La sage cervelle ci-dessus dira qu’il jouait à se faire peur. Comment ne sait-elle pas que l’angoisse est un pare-excitations (lui rétorquera le lièvre qui en son gîte quand il ne songe pas lit Freud). Formuler un scénario catastrophe aide à donner forme à l’angoisse informe, prégnante. Mais c’est vrai que ça ne marche pas à tous coups.

À un moment un léger bruit suffit à faire détaler le lièvre. Et voilà que par hasard Il s’en alla passer sur le bord d’un étang. Du coup pffft ! Grenouilles de rentrer dans leurs grottes profondes.

Alors le lièvre a l’illumination. C’est comme si ces grenouilles lui tendaient un miroir. Lui qui a peur peut faire peur tout pareil. Il n’est pas plus nul qu’un autre. Conclusion à chacun sa névrose tous les dégoûts sont dans la nature.

Remarquons pour finir que ce n’est pas la sage cervelle qui l’a aidé. En fait, dit Freud, le meilleur médecin c’est la vie. Souvent une circonstance fortuite de la vraie vie (par opposition aux songeries) provoque la guérison mieux que les donneurs de leçon. Et même parfois mieux que psychanalystes (y compris lacaniens) ou philosophes (y compris spinozistes). À condition bien sûr d’en prendre acte.

Que faire en un gîte à moins que l’on ne songe ? Faire de sa songerie une fable sans doute. Ou l’interprétation d’une fable.

Image : Jeffrey Bonto de Pixabay

5 Commentaires

  • Jean-Marie dit :

    Moralité : n’en déplaise aux porcs-épics, ce sont bien les animaux sauteurs et sursauteurs qui donnent et reçoivent les meilleures leçons de résilience (le mot qui fait bondir…)

    • Ariane dit :

      Je ne peux qu’approuver, ayant quelque affinité avec certain d’entre eux qui privilégie le déplacement « à sauts et à gambades ».
      Mais sur le porc-épic il me faut cependant rebondir (oui ouille), car, ô intuitif lecteur, figure-toi qu’il se pointera à un détour de cette haletante série, à l’épisode 6 exactement. (Si c’est pas teasé, ça, hein …)
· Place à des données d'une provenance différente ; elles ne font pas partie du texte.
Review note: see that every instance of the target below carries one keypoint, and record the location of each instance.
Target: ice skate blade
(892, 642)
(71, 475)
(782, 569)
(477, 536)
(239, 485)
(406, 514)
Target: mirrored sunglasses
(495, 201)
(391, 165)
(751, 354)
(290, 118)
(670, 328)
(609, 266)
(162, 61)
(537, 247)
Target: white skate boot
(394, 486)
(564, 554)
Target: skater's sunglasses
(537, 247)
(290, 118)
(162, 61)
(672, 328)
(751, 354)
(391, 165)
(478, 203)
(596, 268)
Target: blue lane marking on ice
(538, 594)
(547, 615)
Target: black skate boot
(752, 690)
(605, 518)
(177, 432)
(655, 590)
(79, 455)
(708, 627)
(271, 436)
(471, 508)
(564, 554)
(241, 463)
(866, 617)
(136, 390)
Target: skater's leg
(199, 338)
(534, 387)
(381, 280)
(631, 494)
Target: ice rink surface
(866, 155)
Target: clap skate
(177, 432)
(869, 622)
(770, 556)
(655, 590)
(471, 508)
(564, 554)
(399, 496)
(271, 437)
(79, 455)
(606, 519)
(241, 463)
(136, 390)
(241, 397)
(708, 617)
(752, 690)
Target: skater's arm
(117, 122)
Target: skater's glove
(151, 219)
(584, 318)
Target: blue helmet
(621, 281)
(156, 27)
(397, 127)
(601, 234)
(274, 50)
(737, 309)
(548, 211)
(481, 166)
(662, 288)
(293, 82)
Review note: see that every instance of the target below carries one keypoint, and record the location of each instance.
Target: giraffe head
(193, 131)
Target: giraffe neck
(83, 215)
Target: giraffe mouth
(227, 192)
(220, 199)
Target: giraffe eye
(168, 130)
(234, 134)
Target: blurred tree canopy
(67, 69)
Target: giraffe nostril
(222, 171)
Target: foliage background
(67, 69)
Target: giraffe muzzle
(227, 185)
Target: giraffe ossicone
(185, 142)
  • André Bellatorre dit :

    J’ai un faible pour les fables qui mettent en scène les grenouilles même si elles sont parfois un peu sottes quand elles veulent ressembler au boeuf. Ici elles sont peureuses et me font penser à celles qui « sous les pas du poète se jettent au prochain étang » (Francis Ponge j’y songe). il est vrai qu’elles ne sont pas les héros de la fable mais je n’ai rien contre les lièvres songeurs bien au contraire.
    J’ai aussi un faible pour votre prose, Ariane, à la fois savante (qui n’est pas sotte donc) et légère (elle est sautillante elle aussi). Un régal donc et étant addict à La Fontaine (lui aussi savant et pimesautier à la fois) je me précipite sur les autres articles de cette série. On n’y rencontre pas toujours des grenouilles mais tant pis ou tant mieux…

    • Ariane dit :

      Merci pour votre lecture, André, il est agréable et réconfortant de voir le lecteur rebondir, on se sent moins seul en son gîte … J’apprécie la référence à Ponge, car je n’y avais pas songé, mais oui il a de beaux points communs avec La Fontaine, l’observation, l’écoute, y compris du muet, et les mots qui font voir et entendre
      Les grenouilles en revanche … j’ai quelques traumas d’enfance à cause de ces animaux. Et je ne parle pas des sauterelles dans le genre, ma plus grande phobie.

  • André Bellatorre dit :

    Sans compter que Francis Ponge quand on l’interrogeait sur son écrivain préféré répondait La Fontaine. Ce n’est pas pour rien si ses poèmes en prose avaient l’allure de fables singulières sur les choses et les animaux. On peut y voir une certaine parenté assez joyeuse.